To Dr. Ethel Ong, an associate professor from the Department of Software Technology working at CeLT alongside Cheng, these chatbots have the potential to help in terms of mental health, a field that DLSU’s NLP research is exploring with the help of the Office of Counseling and Career Services. Chatbots, in this sense, would serve as an outlet for some who may not feel comfortable discussing certain topics with actual people.
Ong also researches “computational storytelling,” where users—primarily children—can interact with a computer and share stories with it. This method of story generation relies mostly on the computer knowing a certain set of grammatical rules and vocabulary to be able to create stories.
There is an option for the user to choose certain events and work with the computer on the story, but there is also a way for the computer to simply generate the story on its own without any external assistance.
A common concern people have regarding the computer’s capability of generating its own original stories is these narratives’ quality, originality, and creativity. In response to this, Ong explains, “Part of our evaluation is showing the generated stories to literary writers and telling them to evaluate it based on creativity.” Thus, story creativity is also something that the researchers take into account.
One of the most popular examples of story generation is GPT-3, a bot developed by OpenAI which has been said to be able to generate such fluent original prose that it would be difficult to discern that it was written by a bot, not a human. Not only does the bot create text, but it is also capable of interacting and answering questions, making it one of the most well-known examples of NLP technology.
Despite all of this technological progress, however, there are still some ethical issues that researchers have to consider when it comes to NLP. For instance, the data that is being used in processing language can be biased. “These biases may be [based] on stereotypes, gender, race, religion, underrepresentation, misrepresentation, et cetera,” Cheng says.

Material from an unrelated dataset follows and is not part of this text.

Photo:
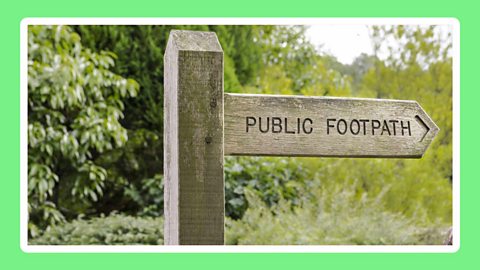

Moreover, computers may also end up misunderstanding user inputs, which would lead to incorrect responses. When it comes to computers learning from their interactions with random users, this becomes an even greater problem. A primary example of this issue is Microsoft’s Tay chatbot.
The chatbot, designed to interact with Twitter users, was exploited by people who took advantage of its capability to learn. Users wound up teaching the chatbot to be racist and extremely offensive, which led to its suspension.
Of course, not everyone would choose to exploit a chatbot’s interactivity. However, this does not mean that it is impossible for the chatbot to still be taught incorrect or malicious things. For instance, people may end up teaching the chatbot the wrong meaning of certain words.
There are, however, certain safeguards for this. One of which has the chatbot repeat words and definitions to different users to confirm that the word is being used correctly. This way, there are still certain checks and balances so the chatbot doesn’t learn incorrect information too frequently.
Ultimately, there is still much to be explored in the field of NLP.
For Cheng, the numerous dialects of the Philippines are something that can still be worked on. For Ong, there is also plenty of room to work on creating better storytellers and chatbots that can serve as temporary therapists in different health-related concerns. “Basically, this is my dream—[for us to] have a Commander Data like in Star Trek who can really be immersed in our daily lives,” she expresses.